Ты не можешь себе представить, как растерянны городовые. Со многими арестованными я разговаривал после того, как их выпускали. Чуть ли не все в один голос заявляют – власти растерянны, явно подделываются к нам, ругают свое начальство, свою службу, а некоторые потихонечку правительство и даже царя. Может быть, мы еще увидим, Федор, как полицейские крысы бегут с тонущего корабля. Ведь растерянность и податливость наблюдаются не только в рядовых звеньях, но и в среднем полицейском чиновничестве. Опять же возвращаюсь к рассказу Марата о том же недавнем аресте его близких сподвижников. Представляешь, арестовали, продержали несколько дней в участке, а потом выпустили, даже не допросив. Принесли извинения, отдали все кошельки, все бумажки, при них находившиеся, фальшивые паспорта, явно в спешке небрежно сфабрикованные в Женеве, как признавался один из них. И ничего. Выпустили. И при этом намекали, что в такое тревожное время всякое может быть, но, дескать, скоро все изменится. Так что видишь, Федор, плохи их дела.
Может, впервые Шаляпин видел Горького в таком возбужденном состоянии. Густой низкий голос гудел, как набат, зовущий всех сограждан встать на защиту Отечества, глаза его горели светлым огнем, а руки то и дело рубили воздух, как будто перед ним были сотни полицейских голов, ненавистных и черносотенных, которых просто необходимо срубить для того, чтобы пышным цветом расцвела будущая рабочая и просто обывательская жизнь.
– Ты пойми, теперь как раз настало время, когда мы должны начать самостоятельные военные действия, мы должны руководить толпой. Нам дана задача – вооружаться, вооружаться, вооружаться, кто чем может, ружье, револьвер, бомба, нож, кастет, палка, тряпка с керосином для поджога, веревка или веревочная лестница, лопата для стройки баррикад, шашка, колючая проволока, гвозди против кавалерии… Не ждать указаний со стороны, а действовать самим. Такой отряд, как у меня, может сделать многое, сплоченный отряд – громадная сила. Решительность, натиск – три четверти успеха. Перед 17 октября в тюрьмах много было наших. Мы узнали план Таганской тюрьмы, готовили побег, Маруся тут особо отличилась, все уже было подготовлено ею и ее помощницами, а тут вышел этот манифестик, арестованных выпустили, а Баумана черносотенцы убили…
– Я слышал, похороны были торжественные? – спросил Шаляпин.
– Да, Федор, это было нечто изумительное, подавляющее, великолепное. Ничего подобного в России не было. Люди, видевшие похороны Достоевского, Александра Третьего, Чайковского, с изумлением говорят, что все это просто нельзя сравнивать ни по красоте и величию, ни по порядку, который охранялся боевыми дружинами.
– Алексей, никак не спрошу тебя, все забываю, ты так интересно рассказываешь, ты сегодня просто в ударе, как обстоят дела с постановкой твоей новой пьесы?
– В Драматическом театре Комиссаржевской премьера прошла с большим успехом, лучше всех актов прошел второй акт, как говорят мне доброжелатели, а там кто знает, не видел. У нас же, во МХТе, скорее всего пьеса провалится, бывал я на генеральной первых трех актов… Поставлено отвратительно, играют пакостно, пьеса вся искажена и, вероятно, со скандалом провалится, а не просто так… Прекрасно играют Книппер и Муратова, недурно Литовцева и некая Андреева. Как, Маруся, я правильно отвечаю на вопрос Федора? Или вы еще надеетесь на лучший прием публики?

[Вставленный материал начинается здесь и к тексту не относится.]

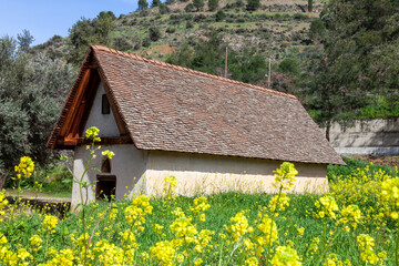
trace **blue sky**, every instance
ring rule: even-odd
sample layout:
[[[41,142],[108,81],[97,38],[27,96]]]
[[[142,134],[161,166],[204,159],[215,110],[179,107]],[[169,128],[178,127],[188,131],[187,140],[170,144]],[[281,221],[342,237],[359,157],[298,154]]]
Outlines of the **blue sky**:
[[[95,18],[111,10],[116,17],[137,9],[137,0],[0,0],[0,38],[17,38],[23,29],[40,44],[54,34],[66,37],[81,17]]]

– Может, ты и прав, Алеша, действительно «недурно» я играю, не более того… Федор Иванович поймет мое состояние гораздо лучше, чем ты, – сказала Мария Федоровна с упреком, обращаясь к Горькому. – Не надо было мне возвращаться в театр, ничего хорошего не получилось из этого. Я как предчувствовала, что стоит хотя бы несколько дней расслабиться, дать себе отдых, забыть о театре, как это временное состояние тут же скажется на игре, на спектаклях, а я же целый театральный сезон пропустила, ну, играла в провинциальных театрах, а потом заболела, уехала с Алешей в Ялту, в Куоккалу, увлеклась подпольными партийными делами… И вот печальный результат – «недурно» играет некая Андреева.
– Да что ты, Маруся, я не хотел тебя обидеть, ты ж мне близкий человек, не могу ж я тебя хвалить. Ты прекрасная актриса, никто с тобой не может сравниться, сколько раз я уж тебе говорил об этом своем восхищении. Вот видишь, Федор, ты присутствуешь при семейной сцене.